Roon (including ROCK) and Qobuz are not designed to operate in restricted or whitelisted networks. Both services rely heavily on dynamic cloud infrastructure and CDNs, so static IP allow-listing is not supported and will not work reliably. Only domain (FQDN) based allow-listing is possible.
That said, below is the best-effort list of domains and ports that must be allowed outbound from ROCK for Roon and Qobuz to function. Please note this list is not guaranteed to be complete and may change without notice.
Even with all of the above allowed, enterprise firewalls (like Check Point) that perform TLS inspection, packet filtering, or aggressive connection tracking can still break Roon and Qobuz, because:
endpoints are dynamic
certificates are pinned
connections are long-lived
and traffic is optimized for consumer internet models, not corporate networks
If ROCK is behind a restricted or inspected firewall, intermittent or partial failures are expected.

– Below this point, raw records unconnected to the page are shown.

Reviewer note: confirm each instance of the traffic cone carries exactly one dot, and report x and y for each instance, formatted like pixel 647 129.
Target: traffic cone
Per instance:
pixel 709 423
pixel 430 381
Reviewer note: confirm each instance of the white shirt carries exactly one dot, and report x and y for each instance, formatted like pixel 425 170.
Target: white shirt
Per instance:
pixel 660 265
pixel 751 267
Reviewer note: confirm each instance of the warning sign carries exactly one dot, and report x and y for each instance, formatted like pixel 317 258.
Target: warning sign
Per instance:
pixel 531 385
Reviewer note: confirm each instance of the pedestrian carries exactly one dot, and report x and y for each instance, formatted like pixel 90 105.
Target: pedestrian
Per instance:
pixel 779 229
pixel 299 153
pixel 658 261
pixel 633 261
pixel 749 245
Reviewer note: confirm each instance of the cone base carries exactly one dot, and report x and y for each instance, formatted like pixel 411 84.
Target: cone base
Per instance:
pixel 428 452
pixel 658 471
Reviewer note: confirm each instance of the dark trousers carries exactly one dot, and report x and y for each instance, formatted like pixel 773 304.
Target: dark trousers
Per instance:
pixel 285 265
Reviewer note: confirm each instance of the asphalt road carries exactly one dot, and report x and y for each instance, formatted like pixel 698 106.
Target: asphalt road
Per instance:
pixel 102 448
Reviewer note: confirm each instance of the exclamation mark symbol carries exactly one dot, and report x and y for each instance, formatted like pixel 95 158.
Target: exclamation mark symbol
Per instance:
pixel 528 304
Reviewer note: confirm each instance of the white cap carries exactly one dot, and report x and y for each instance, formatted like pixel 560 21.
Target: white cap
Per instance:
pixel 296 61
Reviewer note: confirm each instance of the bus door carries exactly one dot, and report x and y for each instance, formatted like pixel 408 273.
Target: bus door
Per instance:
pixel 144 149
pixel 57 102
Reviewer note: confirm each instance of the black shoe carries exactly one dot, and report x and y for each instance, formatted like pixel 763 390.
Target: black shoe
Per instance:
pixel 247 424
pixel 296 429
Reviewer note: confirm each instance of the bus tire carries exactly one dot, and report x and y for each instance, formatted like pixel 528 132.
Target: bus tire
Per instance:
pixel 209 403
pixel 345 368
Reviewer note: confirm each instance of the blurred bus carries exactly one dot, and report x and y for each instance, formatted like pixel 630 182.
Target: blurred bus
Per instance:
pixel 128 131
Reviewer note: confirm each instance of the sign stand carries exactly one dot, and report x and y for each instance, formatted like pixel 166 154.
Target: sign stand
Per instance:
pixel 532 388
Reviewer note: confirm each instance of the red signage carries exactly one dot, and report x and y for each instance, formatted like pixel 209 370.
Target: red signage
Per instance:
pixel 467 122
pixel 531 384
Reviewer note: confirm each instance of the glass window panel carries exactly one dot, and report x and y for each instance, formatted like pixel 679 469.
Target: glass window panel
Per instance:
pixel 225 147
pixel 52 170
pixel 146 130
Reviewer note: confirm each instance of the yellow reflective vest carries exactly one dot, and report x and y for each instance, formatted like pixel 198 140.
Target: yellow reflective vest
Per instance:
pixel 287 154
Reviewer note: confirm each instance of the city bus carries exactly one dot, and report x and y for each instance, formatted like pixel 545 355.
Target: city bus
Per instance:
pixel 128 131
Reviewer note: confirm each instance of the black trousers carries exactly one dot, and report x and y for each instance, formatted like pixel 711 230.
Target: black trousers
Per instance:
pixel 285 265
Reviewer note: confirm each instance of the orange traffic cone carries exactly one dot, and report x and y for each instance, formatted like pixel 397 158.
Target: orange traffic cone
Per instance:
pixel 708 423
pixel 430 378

If you need Roon to work in a locked-down environment, the only supported approach is:
allow unrestricted outbound HTTPS
or place ROCK in a less restricted network segment
Another consideration is how a blanket whitelist approach might compromise the intended function of your enterprise security switch.
The Check Point 1535 is designed for fine-grained traffic control like application inspection, URL filtering, port-based policies, and threat prevention. If you over-whitelist, you’re effectively widening the attack surface and risk exposing your network to the exact brute force and malware attacks that Check Point’s security features are designed to prevent.
If this switch firmware supports Application Control and/or Identity Awareness, we recommend you use these features to allow Roon traffic based on its application signature or the authenticated user/device, rather than by URL/IP ranges.
Hopefully, this helps. We’ll keep this thread open for a few more days in case you have further questions.
Perhaps the following is “to deep” or “to much detail” but I’ll add a “ROCK allow all” rule at the top of my rule base and analyze the results using FW MONITOR (Check Point implementation of TCPDUMP) and WIRESHARK. Afterwards I’ll be able to a more “fine grained” aproach.